# How to load the Tokenizer class in Keras

In [4]:

from tensorflow.keras.preprocessing.text import Tokenizer
from tensorflow.python.client import device_lib
import tensorflow

In [5]:
print ("Current keras version: ", tensorflow.keras.__version__)
print ("Available resources: ", device_lib.list_local_devices())
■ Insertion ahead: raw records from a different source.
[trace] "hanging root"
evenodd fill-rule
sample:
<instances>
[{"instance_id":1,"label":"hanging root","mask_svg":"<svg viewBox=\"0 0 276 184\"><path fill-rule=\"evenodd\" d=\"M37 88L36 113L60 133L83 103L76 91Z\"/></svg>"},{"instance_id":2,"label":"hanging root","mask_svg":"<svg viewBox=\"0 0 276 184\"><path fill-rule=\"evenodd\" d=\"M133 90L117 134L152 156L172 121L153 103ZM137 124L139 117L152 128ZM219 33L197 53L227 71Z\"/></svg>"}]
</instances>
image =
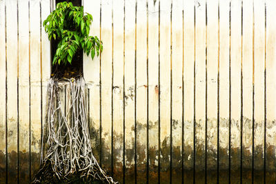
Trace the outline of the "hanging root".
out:
<instances>
[{"instance_id":1,"label":"hanging root","mask_svg":"<svg viewBox=\"0 0 276 184\"><path fill-rule=\"evenodd\" d=\"M63 83L67 92L66 110L59 94L61 85L55 79L48 83L41 167L32 183L70 183L75 179L117 183L106 176L92 153L83 79L66 79Z\"/></svg>"}]
</instances>

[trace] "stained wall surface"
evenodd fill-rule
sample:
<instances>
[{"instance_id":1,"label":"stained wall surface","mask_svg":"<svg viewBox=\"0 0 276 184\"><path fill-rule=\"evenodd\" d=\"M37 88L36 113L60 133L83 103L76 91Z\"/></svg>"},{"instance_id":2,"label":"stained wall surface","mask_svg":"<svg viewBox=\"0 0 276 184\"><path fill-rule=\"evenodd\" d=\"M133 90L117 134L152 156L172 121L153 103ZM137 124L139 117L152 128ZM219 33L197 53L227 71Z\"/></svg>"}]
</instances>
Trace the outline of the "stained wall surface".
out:
<instances>
[{"instance_id":1,"label":"stained wall surface","mask_svg":"<svg viewBox=\"0 0 276 184\"><path fill-rule=\"evenodd\" d=\"M0 183L39 166L50 0L0 0ZM274 183L276 1L83 0L93 153L124 183Z\"/></svg>"}]
</instances>

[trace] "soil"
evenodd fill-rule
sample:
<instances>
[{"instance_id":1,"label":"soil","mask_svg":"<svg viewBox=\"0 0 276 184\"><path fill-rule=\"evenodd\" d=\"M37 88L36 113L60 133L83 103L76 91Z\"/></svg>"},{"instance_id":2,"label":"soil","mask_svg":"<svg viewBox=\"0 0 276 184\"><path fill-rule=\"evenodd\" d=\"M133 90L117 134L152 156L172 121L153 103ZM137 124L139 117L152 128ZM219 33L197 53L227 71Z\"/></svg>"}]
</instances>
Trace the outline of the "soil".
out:
<instances>
[{"instance_id":1,"label":"soil","mask_svg":"<svg viewBox=\"0 0 276 184\"><path fill-rule=\"evenodd\" d=\"M78 50L72 60L71 64L67 63L52 65L51 76L57 79L78 79L83 76L83 50Z\"/></svg>"},{"instance_id":2,"label":"soil","mask_svg":"<svg viewBox=\"0 0 276 184\"><path fill-rule=\"evenodd\" d=\"M81 6L81 0L56 0L56 3L57 4L58 3L60 2L63 2L63 1L67 1L67 2L72 2L73 6Z\"/></svg>"}]
</instances>

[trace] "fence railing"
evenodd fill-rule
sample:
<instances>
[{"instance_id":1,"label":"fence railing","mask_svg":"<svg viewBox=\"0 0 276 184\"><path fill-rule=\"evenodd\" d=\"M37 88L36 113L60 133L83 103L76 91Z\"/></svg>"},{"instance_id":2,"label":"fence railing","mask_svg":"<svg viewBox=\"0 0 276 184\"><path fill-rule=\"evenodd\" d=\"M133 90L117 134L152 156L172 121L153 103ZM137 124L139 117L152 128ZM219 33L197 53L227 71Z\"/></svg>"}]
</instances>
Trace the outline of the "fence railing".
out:
<instances>
[{"instance_id":1,"label":"fence railing","mask_svg":"<svg viewBox=\"0 0 276 184\"><path fill-rule=\"evenodd\" d=\"M0 183L39 165L50 0L0 1ZM276 181L276 1L83 0L93 153L124 183Z\"/></svg>"}]
</instances>

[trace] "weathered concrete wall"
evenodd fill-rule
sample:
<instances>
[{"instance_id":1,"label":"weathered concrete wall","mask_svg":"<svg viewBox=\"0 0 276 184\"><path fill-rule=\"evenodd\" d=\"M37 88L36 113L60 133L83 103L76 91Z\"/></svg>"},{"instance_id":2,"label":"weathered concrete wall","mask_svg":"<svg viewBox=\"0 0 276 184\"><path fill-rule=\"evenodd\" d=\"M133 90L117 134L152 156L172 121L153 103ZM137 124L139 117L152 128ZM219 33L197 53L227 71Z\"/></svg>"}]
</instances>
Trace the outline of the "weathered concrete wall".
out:
<instances>
[{"instance_id":1,"label":"weathered concrete wall","mask_svg":"<svg viewBox=\"0 0 276 184\"><path fill-rule=\"evenodd\" d=\"M0 183L39 167L50 3L0 0ZM93 153L115 180L276 181L275 1L83 4L104 44L83 56Z\"/></svg>"}]
</instances>

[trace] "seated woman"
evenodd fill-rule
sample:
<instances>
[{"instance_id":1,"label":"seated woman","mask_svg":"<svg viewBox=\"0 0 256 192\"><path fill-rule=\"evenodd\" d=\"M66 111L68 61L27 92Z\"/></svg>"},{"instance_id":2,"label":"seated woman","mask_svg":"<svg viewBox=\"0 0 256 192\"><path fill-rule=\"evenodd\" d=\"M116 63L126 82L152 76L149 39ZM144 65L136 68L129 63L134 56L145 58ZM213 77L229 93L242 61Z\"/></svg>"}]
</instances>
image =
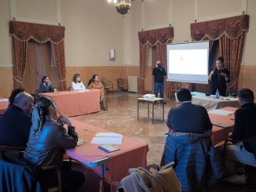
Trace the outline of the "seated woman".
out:
<instances>
[{"instance_id":1,"label":"seated woman","mask_svg":"<svg viewBox=\"0 0 256 192\"><path fill-rule=\"evenodd\" d=\"M47 75L42 78L42 82L39 85L38 92L54 92L51 82Z\"/></svg>"},{"instance_id":2,"label":"seated woman","mask_svg":"<svg viewBox=\"0 0 256 192\"><path fill-rule=\"evenodd\" d=\"M89 89L101 89L101 102L102 103L103 110L108 110L107 107L107 97L106 97L106 92L105 89L101 83L101 81L99 81L99 77L97 74L93 75L93 81L88 86Z\"/></svg>"},{"instance_id":3,"label":"seated woman","mask_svg":"<svg viewBox=\"0 0 256 192\"><path fill-rule=\"evenodd\" d=\"M32 114L32 125L24 158L26 161L42 165L62 165L64 150L75 148L78 134L68 117L60 116L56 121L57 107L48 97L41 97L35 105ZM61 124L60 124L60 123ZM63 127L68 125L68 132ZM47 187L57 183L55 170L42 172ZM84 175L73 170L61 169L64 191L77 191L84 183Z\"/></svg>"},{"instance_id":4,"label":"seated woman","mask_svg":"<svg viewBox=\"0 0 256 192\"><path fill-rule=\"evenodd\" d=\"M75 74L73 76L73 82L71 82L71 91L85 91L86 86L80 81L80 74Z\"/></svg>"}]
</instances>

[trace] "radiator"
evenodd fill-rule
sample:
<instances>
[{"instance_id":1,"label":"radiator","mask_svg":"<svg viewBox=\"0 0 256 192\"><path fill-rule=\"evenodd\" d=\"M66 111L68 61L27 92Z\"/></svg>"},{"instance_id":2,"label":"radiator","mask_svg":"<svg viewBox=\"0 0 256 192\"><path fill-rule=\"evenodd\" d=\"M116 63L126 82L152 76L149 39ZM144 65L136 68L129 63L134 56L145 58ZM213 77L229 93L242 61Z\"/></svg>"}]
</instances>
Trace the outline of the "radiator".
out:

Current keras version:  2.8.0
Available resources:  [name: "/device:CPU:0"
device_type: "CPU"
memory_limit: 268435456
locality {
}
incarnation: 4088150603172129951
xla_global_id: -1
]


**How to transform texts to IDs. IDs are assigned based on frequency, i.e., the most common words will receive ID #1**

In [6]:
tokenizer = Tokenizer()
texts = ["Alice was beginning to get very tired of sitting by her sister on the bank, and of having nothing to do.", 
         "So she was considering in her own mind (as well as she could, for the hot day made her feel very sleepy and stupid).",
         "There was nothing so VERY remarkable in that; nor did Alice think it so VERY much out of the way to hear the Rabbit say to itself."]
tokenizer.fit_on_texts(texts) #It trains a tokenizer given a list of texts

texts2ids = tokenizer.texts_to_sequences(texts) #Tokenizes the texts, and transform them into IDs
print ("Texts as IDs:", texts2ids)
ids2texts = tokenizer.sequences_to_texts(texts2ids)
print ("IDs back to texts:", ids2texts)



Texts as IDs: [[8, 4, 14, 1, 15, 2, 16, 5, 17, 18, 6, 19, 20, 3, 21, 9, 5, 22, 10, 1, 23], [7, 11, 4, 24, 12, 6, 25, 26, 13, 27, 13, 11, 28, 29, 3, 30, 31, 32, 6, 33, 2, 34, 9, 35], [36, 4, 10, 7, 2, 37, 12, 38, 39, 40, 8, 41, 42, 7, 2, 43, 44, 5, 3, 45, 1, 46, 3, 47, 48, 1, 49]]
IDs back to texts: ['alice was beginning to get very tired of sitting by her sister on the bank and of having nothing to do', 'so she was considering in her own mind as well as she could for the hot day made her feel very sleepy and stupid', 'there was nothing so very remarkable in that nor did alice think it so very much out of the way to hear the rabbit say to itself']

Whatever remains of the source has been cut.